A story about health care and it’s pitfalls.
Medical students and naivette seem to go together. Attaining the somewhat envied position as a medical school acceptee most students are not well grounded in the tribulations and expectations that they will be serfs and servants to those one year ahead of them in the long ladder to licensure. We gird our loins at each step fully expecting things will lighten up as we approach doctor-hood.
We manage our lives, our finances, our spiritual life, however for emotional well-being we need to manage expectations.
A popular blogger and social media expert, Seth Godin, writes in his blog, Seth Godin’s Blog
“From the stock market to tech to what's under the Christmas tree, we let expectations determine whether or not something good has happened. Not whether it was useful or kind or productive or delightful, but whether it beat our fantasies.
There are two things you can do with this truth:
1. Spend a lot more effort managing expectations, and
2. Focus on the wonderful instead of the exceeded.”
Seth blogs, and pontificates in several basic lessons (books) for marketing. (For our times, I recommend ‘LYNCHPIN” You can download a Kindle version sample here Eventually most MD’s realize that on some level they are “salesmen”, either in convincing a patient they need a procedure or to gain more patients for their practice. During our years of training this skill is largely not encouraged (for obvious reasons). We are to remain objective, and imperturbable. MDs by and large do not endure self-aggrandizement well, we are reticent to describe how we are so wonderful, or the best, unless we hire or someone voluntarily want to magnify our image.

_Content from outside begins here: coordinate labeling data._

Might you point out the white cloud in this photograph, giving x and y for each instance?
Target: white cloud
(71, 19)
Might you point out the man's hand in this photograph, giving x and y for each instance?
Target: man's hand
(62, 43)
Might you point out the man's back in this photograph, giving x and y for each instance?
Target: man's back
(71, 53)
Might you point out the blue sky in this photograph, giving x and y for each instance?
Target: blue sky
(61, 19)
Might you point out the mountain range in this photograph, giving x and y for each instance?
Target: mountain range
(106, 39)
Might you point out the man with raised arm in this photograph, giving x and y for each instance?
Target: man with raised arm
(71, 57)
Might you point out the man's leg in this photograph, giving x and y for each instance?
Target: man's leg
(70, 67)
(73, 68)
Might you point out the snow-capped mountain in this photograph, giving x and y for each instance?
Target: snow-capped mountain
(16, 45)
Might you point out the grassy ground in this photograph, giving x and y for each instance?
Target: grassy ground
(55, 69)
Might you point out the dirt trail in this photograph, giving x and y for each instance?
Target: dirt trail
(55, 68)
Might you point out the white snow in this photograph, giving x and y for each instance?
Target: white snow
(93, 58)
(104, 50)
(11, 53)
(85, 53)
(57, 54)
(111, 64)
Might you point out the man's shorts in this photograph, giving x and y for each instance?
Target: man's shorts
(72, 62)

Health care is in a state of confusion, in some ways a contest between modernity and meidevilasm, the old way and the new way. We are confounded with operating our medical organization, large or small in a bifurcated paradim, on one side fee for service and the other with accountable care, unleashed from procedural billing. The pressure increases to maintain financial viability, and at the same time maximize quality, decrease untoward outcomes as measured by arbitrary standards by outside forces, such as readmission rates to a hospital.
Cycle worse, cycle better
The downward spiral is all too familiar. A drinking problem leads to a job lost, which leads to more drinking. Poor customer service leads customers to choose other vendors, which of course leads to less investment in customer service, which continues the problem.
Your boss has a temper tantrum because he's stressed about his leadership abilities. The tantrum undermines his relationship with his peers, which of course makes him more stressed and he becomes more likely to have another tantrum. An employee is disheartened because of negative feedback from a boss, which leads to less effort, which of course leads
Most things that go wrong, go wrong slowly.

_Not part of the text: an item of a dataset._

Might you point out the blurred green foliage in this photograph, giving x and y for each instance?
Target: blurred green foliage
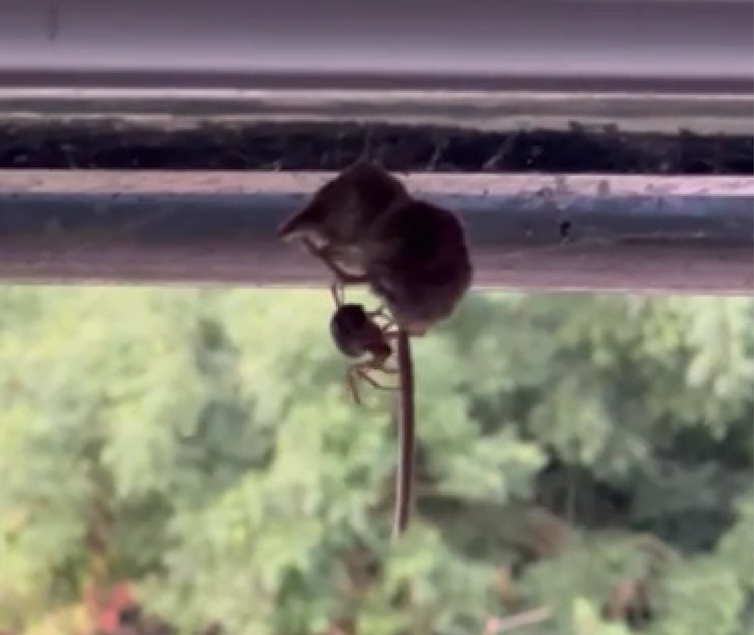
(586, 457)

The answer isn't to look for the swift and certain solution to the long-term problem. The solution is to replace the down cycle with the up cycle.
This is incredibly difficult. But identifying the down cycle and investing in replacing it with the up cycle is the one and only best strategy. The alternative, which is to rationalize and defend the cycle as a law of nature or permanent habit, is tragic. Much of this includes our attitude of where we are in health care. Are we stuck in a cycle of renewal?